It seems strange to include mod as a "fundamental" (not to knock it, I use it plenty, but I also use exponentiation, absolute value, floor/ceiling or others — they seem just as useful and necessary). Was this an old decision made in some specification which Java, C, Ruby and Python all follow or a language they are all descended from? As far as I can tell most Lisp dialects only include +, -, / and *.

At first I wondered if mod was particularly easy to implement at the binary level (would that even make a difference, regarding decisions about what should be a "fundamental" operator and what shouldn't?) but it seems not to be.

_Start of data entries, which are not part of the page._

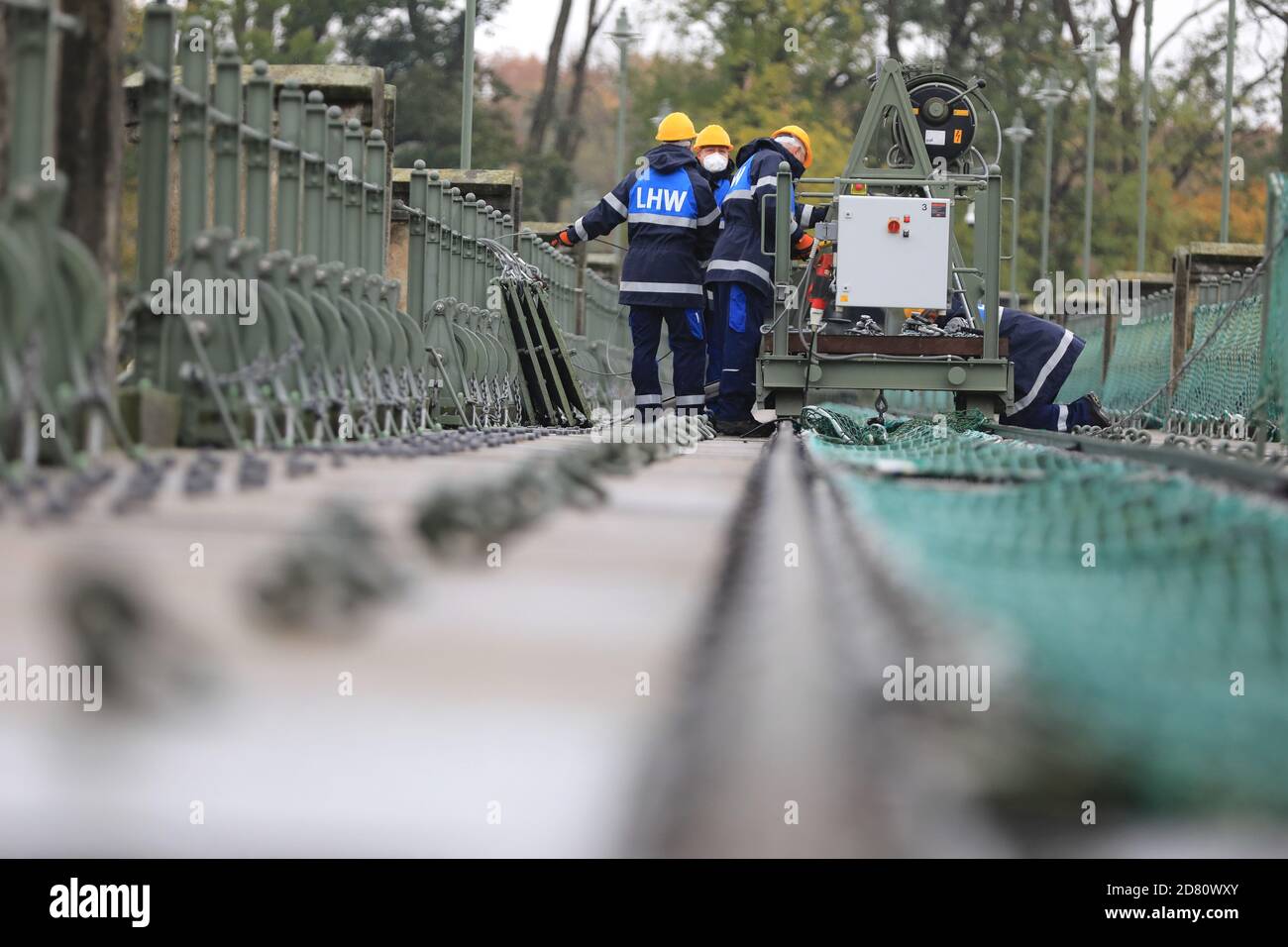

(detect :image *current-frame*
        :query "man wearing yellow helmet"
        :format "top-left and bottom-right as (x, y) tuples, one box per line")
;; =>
(693, 125), (733, 399)
(705, 125), (825, 436)
(551, 112), (720, 420)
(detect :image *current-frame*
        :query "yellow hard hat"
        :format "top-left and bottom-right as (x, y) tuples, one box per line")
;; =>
(770, 125), (814, 167)
(693, 125), (733, 149)
(657, 112), (698, 142)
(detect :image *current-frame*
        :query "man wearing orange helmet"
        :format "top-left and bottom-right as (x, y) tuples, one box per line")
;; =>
(551, 112), (720, 420)
(693, 125), (733, 399)
(705, 125), (825, 436)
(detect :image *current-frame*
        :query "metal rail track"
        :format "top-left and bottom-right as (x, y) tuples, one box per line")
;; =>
(628, 421), (1005, 857)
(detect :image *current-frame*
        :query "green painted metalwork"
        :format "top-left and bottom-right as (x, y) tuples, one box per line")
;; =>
(760, 59), (1013, 417)
(0, 1), (133, 474)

Is it just much more commonly used in programming than I think?

Best Answer

I am sure it is common because many CPU architectures implement modulus as a second output of the integer divide instruction.

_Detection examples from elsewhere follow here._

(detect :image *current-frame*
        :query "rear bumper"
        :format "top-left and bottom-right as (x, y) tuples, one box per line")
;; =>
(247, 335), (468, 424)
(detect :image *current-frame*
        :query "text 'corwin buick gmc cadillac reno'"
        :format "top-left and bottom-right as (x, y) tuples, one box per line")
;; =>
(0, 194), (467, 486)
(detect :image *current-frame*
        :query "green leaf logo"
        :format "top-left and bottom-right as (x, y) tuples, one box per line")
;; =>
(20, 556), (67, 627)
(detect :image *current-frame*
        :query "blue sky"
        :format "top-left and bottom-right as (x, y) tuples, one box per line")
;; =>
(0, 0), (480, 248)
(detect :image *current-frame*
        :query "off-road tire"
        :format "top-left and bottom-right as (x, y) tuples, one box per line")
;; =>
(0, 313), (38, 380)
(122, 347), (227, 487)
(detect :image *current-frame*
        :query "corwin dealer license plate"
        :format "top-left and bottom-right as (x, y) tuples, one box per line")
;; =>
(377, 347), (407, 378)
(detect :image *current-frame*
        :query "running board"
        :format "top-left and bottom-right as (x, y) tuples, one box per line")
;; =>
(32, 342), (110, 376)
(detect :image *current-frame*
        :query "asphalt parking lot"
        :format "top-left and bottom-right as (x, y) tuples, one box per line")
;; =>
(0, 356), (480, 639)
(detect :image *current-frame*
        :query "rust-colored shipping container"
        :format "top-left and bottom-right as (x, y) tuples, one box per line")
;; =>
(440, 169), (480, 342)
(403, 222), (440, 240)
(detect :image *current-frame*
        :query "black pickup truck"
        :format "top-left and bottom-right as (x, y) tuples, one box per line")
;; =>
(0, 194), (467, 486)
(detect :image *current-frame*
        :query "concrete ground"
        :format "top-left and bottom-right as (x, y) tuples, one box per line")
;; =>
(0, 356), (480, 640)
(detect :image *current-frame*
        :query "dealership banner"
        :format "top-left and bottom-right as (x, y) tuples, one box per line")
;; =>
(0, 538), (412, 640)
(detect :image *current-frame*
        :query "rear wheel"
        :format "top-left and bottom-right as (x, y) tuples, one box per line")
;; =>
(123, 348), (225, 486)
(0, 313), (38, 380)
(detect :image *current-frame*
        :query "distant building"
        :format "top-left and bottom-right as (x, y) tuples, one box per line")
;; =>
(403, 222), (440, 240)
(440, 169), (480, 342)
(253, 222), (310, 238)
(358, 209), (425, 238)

I don't recall it being present in 1970s CPUs (6800, 8080, Z80, 1604, etc.), but by the 1980s, the Intel 8086 and 8088, as well as the Motorola 6809 had it.

The PDP-11 instruction architecture specified DIV producing a quotient and a remainder from the beginning (1970), though the MUL and DIV instructions were not present on early designs, but could be transparently emulated by an "instruction not implemented trap" and implemented with a handler that did bit twiddling. Probably the PDP-11 feature encouraged the very first edition of the C language providing the % feature. (Ever notice how a percent sign has a slash in it? That makes it a cleverish choice for a division related operator.)

The presence of modulus in C alone can probably explain its presence in all modern languages. C has a very large family of descendants and was otherwise quite influential.